I listen to a lot of NPR now.  The radio’s usually tuned to WBEZ while I commute from home to school to home to work and back.  I’m discovering a lot more about politics, economics, and the like (albeit–as my dad likes to remind me–through a public radio lens).

This morning a feature caught my attention.  In the midst of news and commentary about yesterday’s upsurge in the Dow and speculation about Bush’s impending announcement of the govt’s taking stakes in commercial banks, a two-minute piece about the effects of the economic downturn in a hard-bitten California desert community really stood out.

The piece sketched the life of the working poor and out-of-work community through the first-person narration of an occasional commentator whose name escapes me.  She echoed her neighbors complaints about outrageous gas prices and the difficulties of making a minimum wage paycheck stretch for a week’s worth of food.  She told the story of her own escape from the welfare system only to brought back into through the last months’ events.  At one point she observed that people in the town could very well be suspicious of one another, defensively protecting what little they’ve managed to scrape together.  But instead, they plainly ask one another, “What do you need?”  “Arrogance,” she said, “gets burned off in the desert town’s 109-degree heat.”

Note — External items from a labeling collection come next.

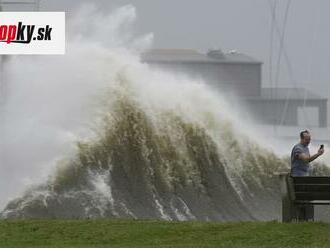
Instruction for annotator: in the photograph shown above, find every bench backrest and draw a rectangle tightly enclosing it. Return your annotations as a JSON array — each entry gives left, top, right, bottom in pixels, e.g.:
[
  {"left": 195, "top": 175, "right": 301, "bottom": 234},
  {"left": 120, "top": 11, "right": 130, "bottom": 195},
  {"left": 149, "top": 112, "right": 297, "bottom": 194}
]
[{"left": 291, "top": 177, "right": 330, "bottom": 201}]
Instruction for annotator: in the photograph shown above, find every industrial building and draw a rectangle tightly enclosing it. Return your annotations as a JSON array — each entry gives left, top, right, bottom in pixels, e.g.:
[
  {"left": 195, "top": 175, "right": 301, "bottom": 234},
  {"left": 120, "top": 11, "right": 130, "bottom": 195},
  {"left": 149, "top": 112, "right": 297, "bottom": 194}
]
[{"left": 141, "top": 49, "right": 327, "bottom": 127}]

Our churches need to show this same plain, simple-minded humility, especially (though not by any means exclusively) in the face of the financial difficulties facing the majority of people in the world right now.  Instead of ostentatiously clanging our charitable contributions into the offering plate–drawing attention to ourselves–we need to take deep into our hearts our common plight:  we are each one of us somehow enmeshed in this death system; even if we don’t feel its toxic effects at this moment, our time is coming.  We need to turn to one another, asking, “What do you need?”  We must seek an interim ethic of survival, of getting-by while we daily pray Come, Lord Jesus.